The prototype vessel for the No Manning Required Ship (NOMARS) program, USX-1 Defiant, has been launched and is undergoing sea trials. The 180’, 240-metric-ton unmanned surface vessel (USV) was built at Nichols Brothers Boat Builders, Freeland, Wash., and completed construction February 2025. The vessel is designed to operate autonomously for extended periods without an onboard crew.
The vessel is currently scheduled for extensive dockside and open-ocean testing, with a multi-month demonstration planned for spring 2025, DARPA said. Earlier this week, the vessel was seen being pushed by a tug through the Saratoga Passage in Puget Sound, near Naval Air Station Whidbey Island, first reported by The War Zone.
The NOMARS program, developed by the Defense Advanced Research Projects Agency (DARPA), “aims to challenge the traditional naval architecture model, designing a seaframe (the ship without mission systems) from the ground up with no provision, allowance, or expectation for humans on board," DARPA said in a statement. "By removing the human element from all ship design considerations, the program intends to demonstrate significant advantages, to include: size, cost, at-sea reliability, greater hydrodynamic efficiency, survivability to sea-state, and survivability to adversary actions through stealth considerations and tampering resistance.”
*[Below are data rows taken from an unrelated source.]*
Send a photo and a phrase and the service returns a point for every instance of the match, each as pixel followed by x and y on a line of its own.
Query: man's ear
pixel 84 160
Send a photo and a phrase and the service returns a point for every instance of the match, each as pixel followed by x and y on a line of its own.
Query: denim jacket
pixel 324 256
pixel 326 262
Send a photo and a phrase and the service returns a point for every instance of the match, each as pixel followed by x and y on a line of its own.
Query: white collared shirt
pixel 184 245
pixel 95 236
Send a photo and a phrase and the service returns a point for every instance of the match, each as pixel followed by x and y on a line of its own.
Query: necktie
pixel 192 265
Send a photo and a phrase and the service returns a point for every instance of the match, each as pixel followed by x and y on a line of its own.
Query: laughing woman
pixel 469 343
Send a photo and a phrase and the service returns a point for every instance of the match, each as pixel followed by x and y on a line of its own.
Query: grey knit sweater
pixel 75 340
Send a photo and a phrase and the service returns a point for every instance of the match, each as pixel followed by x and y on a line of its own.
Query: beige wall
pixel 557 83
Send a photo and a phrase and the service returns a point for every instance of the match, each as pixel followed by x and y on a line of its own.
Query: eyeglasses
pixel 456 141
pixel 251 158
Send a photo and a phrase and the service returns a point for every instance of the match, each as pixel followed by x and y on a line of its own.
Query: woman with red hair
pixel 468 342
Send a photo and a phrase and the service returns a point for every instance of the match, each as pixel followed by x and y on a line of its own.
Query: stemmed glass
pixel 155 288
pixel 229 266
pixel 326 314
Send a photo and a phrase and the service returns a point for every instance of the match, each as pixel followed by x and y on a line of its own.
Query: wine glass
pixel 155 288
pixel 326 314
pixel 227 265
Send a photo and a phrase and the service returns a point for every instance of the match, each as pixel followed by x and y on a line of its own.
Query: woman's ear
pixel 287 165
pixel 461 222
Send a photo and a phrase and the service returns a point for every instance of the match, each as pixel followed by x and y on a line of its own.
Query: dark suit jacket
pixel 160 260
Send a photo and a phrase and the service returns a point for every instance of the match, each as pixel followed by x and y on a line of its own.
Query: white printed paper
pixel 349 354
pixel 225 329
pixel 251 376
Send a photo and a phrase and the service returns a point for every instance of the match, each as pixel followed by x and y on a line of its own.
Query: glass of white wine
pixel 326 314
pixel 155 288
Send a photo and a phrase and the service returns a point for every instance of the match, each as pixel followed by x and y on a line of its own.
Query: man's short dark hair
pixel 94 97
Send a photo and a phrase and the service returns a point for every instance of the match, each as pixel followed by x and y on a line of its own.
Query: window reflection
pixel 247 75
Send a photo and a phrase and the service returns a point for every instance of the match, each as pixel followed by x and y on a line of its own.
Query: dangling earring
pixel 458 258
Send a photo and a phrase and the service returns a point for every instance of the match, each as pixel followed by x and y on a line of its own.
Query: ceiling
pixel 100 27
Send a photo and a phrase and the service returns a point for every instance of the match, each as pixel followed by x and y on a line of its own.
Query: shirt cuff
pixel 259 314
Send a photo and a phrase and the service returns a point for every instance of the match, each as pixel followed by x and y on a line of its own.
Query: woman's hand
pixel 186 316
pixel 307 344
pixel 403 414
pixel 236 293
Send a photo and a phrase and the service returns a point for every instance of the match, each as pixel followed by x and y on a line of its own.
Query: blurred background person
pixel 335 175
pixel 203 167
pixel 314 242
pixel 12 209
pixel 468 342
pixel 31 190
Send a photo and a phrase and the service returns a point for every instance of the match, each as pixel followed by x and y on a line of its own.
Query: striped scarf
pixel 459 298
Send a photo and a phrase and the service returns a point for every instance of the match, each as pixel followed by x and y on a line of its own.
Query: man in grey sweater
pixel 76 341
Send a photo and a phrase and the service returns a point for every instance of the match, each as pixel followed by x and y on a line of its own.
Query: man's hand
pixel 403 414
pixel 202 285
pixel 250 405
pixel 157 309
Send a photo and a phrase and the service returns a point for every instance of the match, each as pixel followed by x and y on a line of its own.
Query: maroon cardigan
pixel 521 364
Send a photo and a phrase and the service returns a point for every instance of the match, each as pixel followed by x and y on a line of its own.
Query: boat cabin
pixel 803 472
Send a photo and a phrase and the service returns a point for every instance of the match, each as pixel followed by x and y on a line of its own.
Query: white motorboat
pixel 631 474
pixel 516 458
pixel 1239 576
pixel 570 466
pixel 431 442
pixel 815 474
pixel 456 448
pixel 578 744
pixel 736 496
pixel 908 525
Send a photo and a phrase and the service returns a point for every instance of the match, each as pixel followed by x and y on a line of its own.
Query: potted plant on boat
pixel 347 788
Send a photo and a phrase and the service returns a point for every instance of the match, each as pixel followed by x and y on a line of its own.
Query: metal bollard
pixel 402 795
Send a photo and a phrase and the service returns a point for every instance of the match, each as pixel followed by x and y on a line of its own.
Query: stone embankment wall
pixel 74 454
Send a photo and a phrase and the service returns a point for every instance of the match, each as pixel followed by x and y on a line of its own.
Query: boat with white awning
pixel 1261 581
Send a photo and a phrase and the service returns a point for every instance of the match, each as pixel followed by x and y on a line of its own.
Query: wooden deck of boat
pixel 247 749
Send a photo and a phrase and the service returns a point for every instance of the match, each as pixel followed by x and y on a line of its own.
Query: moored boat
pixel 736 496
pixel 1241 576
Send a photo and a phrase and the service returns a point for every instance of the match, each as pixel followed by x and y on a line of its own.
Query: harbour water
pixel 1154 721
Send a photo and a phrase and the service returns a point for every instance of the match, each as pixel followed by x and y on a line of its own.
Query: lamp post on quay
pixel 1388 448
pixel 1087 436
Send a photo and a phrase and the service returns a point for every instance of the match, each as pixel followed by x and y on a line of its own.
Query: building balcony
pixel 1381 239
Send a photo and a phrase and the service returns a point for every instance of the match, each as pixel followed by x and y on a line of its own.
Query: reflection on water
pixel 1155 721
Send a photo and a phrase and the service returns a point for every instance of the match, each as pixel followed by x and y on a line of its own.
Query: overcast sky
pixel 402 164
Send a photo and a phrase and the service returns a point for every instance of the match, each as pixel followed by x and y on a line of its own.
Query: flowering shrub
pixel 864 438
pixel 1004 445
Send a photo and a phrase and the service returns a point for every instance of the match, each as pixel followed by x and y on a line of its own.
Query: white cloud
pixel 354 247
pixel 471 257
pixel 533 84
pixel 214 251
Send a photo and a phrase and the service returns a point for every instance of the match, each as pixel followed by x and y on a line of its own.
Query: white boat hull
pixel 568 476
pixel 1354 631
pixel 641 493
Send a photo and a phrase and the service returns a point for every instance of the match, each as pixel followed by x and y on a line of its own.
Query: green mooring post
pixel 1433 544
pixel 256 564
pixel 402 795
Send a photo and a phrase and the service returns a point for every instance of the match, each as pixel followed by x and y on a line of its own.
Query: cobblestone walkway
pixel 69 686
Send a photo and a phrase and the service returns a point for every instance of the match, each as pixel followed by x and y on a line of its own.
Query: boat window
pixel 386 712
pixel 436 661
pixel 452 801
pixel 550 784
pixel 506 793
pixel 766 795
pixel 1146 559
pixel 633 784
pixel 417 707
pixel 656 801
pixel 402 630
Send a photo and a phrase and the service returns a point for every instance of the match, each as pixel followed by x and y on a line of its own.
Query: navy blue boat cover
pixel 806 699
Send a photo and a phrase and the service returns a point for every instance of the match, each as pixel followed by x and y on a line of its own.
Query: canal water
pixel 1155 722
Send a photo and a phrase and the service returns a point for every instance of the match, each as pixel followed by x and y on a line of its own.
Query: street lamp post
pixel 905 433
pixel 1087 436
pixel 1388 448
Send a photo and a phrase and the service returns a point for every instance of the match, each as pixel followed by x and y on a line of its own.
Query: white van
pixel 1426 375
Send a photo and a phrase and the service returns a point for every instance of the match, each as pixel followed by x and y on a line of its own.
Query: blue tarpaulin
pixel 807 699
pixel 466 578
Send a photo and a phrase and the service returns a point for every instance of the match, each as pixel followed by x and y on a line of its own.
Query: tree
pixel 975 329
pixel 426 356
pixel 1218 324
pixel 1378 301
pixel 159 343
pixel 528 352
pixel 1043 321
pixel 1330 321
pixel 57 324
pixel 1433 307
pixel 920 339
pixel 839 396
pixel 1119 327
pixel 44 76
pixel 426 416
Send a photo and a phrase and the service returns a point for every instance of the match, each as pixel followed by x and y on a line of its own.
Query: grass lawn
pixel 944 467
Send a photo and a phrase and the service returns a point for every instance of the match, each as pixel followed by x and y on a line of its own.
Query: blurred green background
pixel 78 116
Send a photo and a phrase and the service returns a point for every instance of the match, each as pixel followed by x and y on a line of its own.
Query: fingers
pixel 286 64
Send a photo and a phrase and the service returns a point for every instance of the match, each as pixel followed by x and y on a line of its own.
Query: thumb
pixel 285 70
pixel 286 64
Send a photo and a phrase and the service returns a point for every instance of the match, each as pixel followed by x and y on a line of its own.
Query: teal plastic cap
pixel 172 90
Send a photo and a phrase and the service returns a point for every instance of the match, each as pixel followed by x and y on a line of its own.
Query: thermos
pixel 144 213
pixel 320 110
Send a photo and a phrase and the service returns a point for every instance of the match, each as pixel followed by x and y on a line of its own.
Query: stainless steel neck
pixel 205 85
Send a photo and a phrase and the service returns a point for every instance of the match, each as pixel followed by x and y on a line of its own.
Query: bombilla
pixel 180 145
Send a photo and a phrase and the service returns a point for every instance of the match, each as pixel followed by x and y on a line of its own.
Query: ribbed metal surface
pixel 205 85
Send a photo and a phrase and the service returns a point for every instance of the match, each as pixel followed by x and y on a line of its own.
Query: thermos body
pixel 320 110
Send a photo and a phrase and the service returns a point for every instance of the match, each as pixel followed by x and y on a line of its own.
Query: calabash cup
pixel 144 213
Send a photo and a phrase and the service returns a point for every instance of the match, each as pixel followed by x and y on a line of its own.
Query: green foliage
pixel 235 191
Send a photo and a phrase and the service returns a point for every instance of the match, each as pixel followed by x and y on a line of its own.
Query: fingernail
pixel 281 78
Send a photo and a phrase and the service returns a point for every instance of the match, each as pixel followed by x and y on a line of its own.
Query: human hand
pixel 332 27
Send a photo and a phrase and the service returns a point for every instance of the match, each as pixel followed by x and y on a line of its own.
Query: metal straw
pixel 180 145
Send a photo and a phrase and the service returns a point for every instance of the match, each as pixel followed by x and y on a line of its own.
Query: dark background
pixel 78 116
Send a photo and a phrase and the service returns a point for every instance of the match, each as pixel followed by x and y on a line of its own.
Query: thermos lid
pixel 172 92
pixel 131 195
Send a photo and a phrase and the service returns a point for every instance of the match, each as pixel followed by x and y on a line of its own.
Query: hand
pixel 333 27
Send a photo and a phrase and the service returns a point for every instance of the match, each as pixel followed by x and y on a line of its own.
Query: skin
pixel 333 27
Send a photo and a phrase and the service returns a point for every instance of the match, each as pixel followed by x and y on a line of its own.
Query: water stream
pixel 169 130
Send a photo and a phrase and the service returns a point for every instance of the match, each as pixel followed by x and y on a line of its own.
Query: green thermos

In a separate milestone, DARPA recently executed a successful at-sea refueling test for its NOMARS program in January. The test, conducted by the U.S. Navy's unmanned maritime systems program office and USV Squadron 1, in collaboration with DARPA, involved two experimental USVs—Ranger and Mariner. Ranger carried a receiving station designed to simulate Defiant’s future refueling system, while Mariner, developed by Serco Inc., was equipped with a refueling mini-station.
The success of the refueling test is a step toward enabling NOMARS vessels to extend their operational range without human intervention, further supporting the program’s goal of developing long-endurance, autonomous ships capable of independent deployment.